Le gouverneur de la province thaïlandaise de Chiang Mai a engagé des poursuites contre un magazine local pour avoir posté sur Facebook une peinture jugée "blasphématoire" représentant d’anciens rois portant des masques anti-pollution dans le cadre d’une campagne de protestation contre le smog saisonnier qui pollue la ville chaque année.
Le gouverneur de la province thaïlandaise de Chiang Mai a engagé des poursuites contre un magazine local pour avoir posté sur Facebook une peinture jugée "blasphématoire" représentant d’anciens rois portant des masques anti-pollution dans le cadre d’une campagne de protestation contre le smog saisonnier qui pollue la ville.
Tout ce qui touche à la monarchie revêt un caractère très sensible en Thailande, un pays ou les rois sont vénérés comme des divinités et sont protégés par l’une des lois de lèse-majesté les plus sévères au monde.
Le délit très largement interprétable de diffamation royale -qui peut entrainer des longues peines de prison- a contribué à ancrer une culture de l’autocensure parmi les intellectuels, les medias, et le milieu des arts dès lors qu’il s’agit de la royauté.
L’illustration des risques encourus à outrepasser ces limites s’est révélée vendredi lorsque le magazine en langue anglaise CityLife Chiang Mai s’est vu attaqué en justice pour avoir posté sur le réseau Facebook une image des fameuses statues des trois rois, un monument connu de Chiang Mai, portant des masques anti-pollution.
Le tableau, réalisé par une élève de collège, a été postée sur la page Facebook de CityLife Chiang Mai pour annoncer une manifestation intimant les autorités de s’attaquer plus sérieusement au problème des fumées toxiques qui polluent chaque année la Rose du Nord et mettent en danger la vie de milliers de personnes.
Le gouverneur de la province a qualifié l’œuvre d’"acte blasphématoire" et a envoyé un de ses collaborateurs déposer plainte contre le media en vertu du Computer Crime Act.
Cette loi sur les délits informatiques, qui prévoit jusqu’à cinq ans de prison pour la publication sur l’Internet de fausses informations, est régulièrement utilisée contre les détracteurs de la monarchie sur les réseaux sociaux, même si elle n’est pas aussi sévère que la loi de lèse-majesté qui prévoit, elle, jusqu’à 15 ans de prison par chef d’accusation.
"J’ai assigné mon préposé pour porter plainte à la police hier par rapport à cette image qui semble violer le Computer Crime Act par son côté inapproprié," a expliqué le gouverneur de Chiang Mai, Pawin Chamniprasart.
"Les statues des trois rois sont très sacrées et respectées par les habitants de Chiang Mai, ils sont nos ancêtres," a-t-il ajouté.
Dans une lettre officielle a la police, le gouverneur a dit que la peinture "risquait d’entacher l’image de Chiang Mai et son tourisme, et d’entrainer l’instabilité économique de la ville".
Chiang Mai est l’une des villes plus développées de Thaïlande ainsi qu’un pôle touristique majeur.
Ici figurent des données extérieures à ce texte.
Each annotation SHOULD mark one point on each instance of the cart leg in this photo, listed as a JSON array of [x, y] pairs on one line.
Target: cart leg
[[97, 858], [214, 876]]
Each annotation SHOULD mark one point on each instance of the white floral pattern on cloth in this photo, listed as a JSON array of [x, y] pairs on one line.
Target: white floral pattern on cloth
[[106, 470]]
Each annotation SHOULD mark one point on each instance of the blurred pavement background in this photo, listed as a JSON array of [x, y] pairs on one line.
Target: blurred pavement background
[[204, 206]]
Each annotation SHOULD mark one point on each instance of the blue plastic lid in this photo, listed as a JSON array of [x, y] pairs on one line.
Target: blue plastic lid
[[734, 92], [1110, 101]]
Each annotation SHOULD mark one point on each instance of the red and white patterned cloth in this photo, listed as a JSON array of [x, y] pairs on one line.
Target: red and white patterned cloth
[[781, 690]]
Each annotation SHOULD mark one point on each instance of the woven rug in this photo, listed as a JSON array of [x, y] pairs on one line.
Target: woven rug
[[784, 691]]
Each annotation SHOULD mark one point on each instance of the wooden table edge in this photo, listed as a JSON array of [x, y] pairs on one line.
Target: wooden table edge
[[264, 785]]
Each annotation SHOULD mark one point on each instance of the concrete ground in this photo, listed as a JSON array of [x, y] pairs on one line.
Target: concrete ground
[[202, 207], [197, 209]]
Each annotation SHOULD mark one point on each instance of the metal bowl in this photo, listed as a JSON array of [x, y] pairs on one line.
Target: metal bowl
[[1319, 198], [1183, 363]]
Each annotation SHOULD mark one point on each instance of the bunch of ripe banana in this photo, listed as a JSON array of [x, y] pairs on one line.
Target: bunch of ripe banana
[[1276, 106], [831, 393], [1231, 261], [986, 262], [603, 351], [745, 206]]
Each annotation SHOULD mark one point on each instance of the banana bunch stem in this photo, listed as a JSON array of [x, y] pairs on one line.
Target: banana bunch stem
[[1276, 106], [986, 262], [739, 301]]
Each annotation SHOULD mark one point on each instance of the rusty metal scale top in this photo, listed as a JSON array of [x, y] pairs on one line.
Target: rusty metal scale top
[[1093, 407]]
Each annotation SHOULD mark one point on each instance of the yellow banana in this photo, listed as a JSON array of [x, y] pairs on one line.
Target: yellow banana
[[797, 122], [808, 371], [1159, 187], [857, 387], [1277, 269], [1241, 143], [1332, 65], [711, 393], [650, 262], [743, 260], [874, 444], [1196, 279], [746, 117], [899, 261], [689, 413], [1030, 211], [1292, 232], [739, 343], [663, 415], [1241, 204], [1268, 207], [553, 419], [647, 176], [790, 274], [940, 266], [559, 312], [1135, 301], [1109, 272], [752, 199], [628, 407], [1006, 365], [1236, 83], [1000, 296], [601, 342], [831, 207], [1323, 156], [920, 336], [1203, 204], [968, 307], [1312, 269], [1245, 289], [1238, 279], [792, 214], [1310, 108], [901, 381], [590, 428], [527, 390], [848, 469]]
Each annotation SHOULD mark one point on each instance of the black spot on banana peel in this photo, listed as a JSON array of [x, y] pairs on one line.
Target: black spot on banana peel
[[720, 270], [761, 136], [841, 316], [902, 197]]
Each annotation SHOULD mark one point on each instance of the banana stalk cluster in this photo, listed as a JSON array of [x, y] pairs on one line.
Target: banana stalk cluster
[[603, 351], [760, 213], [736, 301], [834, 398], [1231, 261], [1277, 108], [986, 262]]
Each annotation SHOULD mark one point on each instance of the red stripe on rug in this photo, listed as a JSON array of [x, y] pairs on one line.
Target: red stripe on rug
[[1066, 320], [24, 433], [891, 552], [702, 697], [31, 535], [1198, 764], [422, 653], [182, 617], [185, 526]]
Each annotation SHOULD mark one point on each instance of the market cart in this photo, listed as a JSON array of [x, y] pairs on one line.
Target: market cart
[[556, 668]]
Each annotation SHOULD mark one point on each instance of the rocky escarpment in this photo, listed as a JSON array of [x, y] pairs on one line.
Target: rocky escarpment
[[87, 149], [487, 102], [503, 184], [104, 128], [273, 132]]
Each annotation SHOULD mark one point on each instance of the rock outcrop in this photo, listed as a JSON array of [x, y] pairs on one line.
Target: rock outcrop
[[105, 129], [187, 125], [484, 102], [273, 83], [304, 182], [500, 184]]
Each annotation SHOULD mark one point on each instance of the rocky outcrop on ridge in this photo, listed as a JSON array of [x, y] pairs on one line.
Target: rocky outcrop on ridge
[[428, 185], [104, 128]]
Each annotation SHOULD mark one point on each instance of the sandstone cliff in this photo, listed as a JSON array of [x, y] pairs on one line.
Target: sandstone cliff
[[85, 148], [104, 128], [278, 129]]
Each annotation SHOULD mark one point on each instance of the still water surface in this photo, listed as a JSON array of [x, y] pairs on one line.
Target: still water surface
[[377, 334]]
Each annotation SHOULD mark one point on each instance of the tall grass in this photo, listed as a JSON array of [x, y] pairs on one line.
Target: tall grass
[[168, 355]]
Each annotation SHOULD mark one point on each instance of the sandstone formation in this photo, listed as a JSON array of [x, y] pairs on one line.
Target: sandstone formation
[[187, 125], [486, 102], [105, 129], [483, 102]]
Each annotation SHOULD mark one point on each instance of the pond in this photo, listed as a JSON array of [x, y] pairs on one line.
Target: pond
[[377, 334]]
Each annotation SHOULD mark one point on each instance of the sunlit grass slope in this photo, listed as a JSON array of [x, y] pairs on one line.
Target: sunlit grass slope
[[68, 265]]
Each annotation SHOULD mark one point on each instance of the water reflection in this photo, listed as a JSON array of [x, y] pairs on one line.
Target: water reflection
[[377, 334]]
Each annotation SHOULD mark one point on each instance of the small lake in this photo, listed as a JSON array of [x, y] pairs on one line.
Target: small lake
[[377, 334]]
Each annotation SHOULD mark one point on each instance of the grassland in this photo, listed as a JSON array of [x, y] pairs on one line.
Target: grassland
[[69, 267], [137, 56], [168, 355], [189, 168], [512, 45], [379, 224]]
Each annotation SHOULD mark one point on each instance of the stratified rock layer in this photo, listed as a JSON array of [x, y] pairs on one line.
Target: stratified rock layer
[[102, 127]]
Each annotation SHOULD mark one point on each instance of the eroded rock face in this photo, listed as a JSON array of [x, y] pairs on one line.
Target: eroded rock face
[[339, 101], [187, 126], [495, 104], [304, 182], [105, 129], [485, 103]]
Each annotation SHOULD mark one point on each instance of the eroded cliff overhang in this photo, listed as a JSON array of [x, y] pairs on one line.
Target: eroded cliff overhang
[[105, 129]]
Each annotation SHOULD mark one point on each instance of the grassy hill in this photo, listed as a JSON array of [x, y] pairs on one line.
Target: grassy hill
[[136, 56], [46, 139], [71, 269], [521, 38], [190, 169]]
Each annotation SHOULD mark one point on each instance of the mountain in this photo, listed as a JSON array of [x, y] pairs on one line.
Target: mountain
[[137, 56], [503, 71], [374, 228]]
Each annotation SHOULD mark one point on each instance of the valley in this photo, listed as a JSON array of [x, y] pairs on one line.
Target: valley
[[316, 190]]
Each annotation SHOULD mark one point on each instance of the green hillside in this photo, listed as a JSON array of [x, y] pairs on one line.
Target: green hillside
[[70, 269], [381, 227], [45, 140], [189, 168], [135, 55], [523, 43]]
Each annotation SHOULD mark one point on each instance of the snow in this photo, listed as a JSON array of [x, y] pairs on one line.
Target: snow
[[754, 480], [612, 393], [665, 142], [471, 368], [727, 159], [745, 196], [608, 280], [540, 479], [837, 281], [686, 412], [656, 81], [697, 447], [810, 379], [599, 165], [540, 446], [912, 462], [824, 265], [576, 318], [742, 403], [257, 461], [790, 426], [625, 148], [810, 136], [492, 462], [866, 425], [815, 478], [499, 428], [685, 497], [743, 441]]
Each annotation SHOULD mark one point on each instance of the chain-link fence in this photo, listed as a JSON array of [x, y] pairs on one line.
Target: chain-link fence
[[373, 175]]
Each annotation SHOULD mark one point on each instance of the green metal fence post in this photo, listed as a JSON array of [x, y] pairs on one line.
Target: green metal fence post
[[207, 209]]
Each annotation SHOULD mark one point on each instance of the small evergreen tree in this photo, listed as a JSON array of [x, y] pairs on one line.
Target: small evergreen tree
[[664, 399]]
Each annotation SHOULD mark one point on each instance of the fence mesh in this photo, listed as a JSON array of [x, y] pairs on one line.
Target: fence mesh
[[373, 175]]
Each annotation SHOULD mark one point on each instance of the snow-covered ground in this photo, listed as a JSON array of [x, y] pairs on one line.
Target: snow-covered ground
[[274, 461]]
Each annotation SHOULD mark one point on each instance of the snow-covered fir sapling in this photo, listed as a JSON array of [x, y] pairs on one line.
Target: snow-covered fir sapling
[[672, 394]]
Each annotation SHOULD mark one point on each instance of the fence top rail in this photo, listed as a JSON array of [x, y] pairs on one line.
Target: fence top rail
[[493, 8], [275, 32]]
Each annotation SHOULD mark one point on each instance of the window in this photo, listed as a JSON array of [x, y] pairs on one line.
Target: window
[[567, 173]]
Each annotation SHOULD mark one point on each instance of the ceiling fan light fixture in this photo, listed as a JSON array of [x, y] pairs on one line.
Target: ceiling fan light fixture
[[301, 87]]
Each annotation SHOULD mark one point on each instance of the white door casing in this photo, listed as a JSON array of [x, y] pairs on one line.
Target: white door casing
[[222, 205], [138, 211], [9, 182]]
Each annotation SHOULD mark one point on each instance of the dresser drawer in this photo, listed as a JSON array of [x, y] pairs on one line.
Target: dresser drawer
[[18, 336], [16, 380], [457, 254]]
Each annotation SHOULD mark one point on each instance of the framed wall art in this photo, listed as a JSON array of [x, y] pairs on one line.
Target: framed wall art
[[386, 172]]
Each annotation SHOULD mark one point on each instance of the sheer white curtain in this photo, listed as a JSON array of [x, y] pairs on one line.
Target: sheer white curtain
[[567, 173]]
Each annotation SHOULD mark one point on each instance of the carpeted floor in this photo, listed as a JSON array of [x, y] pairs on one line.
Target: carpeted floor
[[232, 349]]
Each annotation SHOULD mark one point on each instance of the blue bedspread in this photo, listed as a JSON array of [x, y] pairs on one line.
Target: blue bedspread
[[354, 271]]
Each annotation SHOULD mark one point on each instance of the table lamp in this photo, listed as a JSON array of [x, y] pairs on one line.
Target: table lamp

Mais la Rose du Nord se débat aussi chaque année avec des taux de pollution atmosphérique record pendant la saison des brulis.
Pendant la saison sèche de janvier à mars, divers facteurs combinés, parmi lesquels la culture sur brûlis, générèrent une forte pollution de l’air (Smog) par les microparticules dans certaines provinces du nord.
La police a confirmé qu’elle enquêtait sur le dossier, tandis que le magazine a annoncé que sa manifestation intitulée "Droit de respirer" avait été annulée.
Dans un message sur Facebook, la jeune artiste qui a réalisé la toile a déclaré qu’il était "dommage que les gens soient choques par une image et non par l’air pollué qu’ils respirent".
Le journal Khasodenglish, qui a lui aussi publié ladite image dans un article consacré à l’affaire CityLife, rappelle que Chiang Mai affiche les taux de pollution les plus élevés du royaume et que dimanche, avec un Indice de Qualité de l’Air mesure à 151, la Rose du Nord figurait même parmi les 12 villes les plus polluées du monde.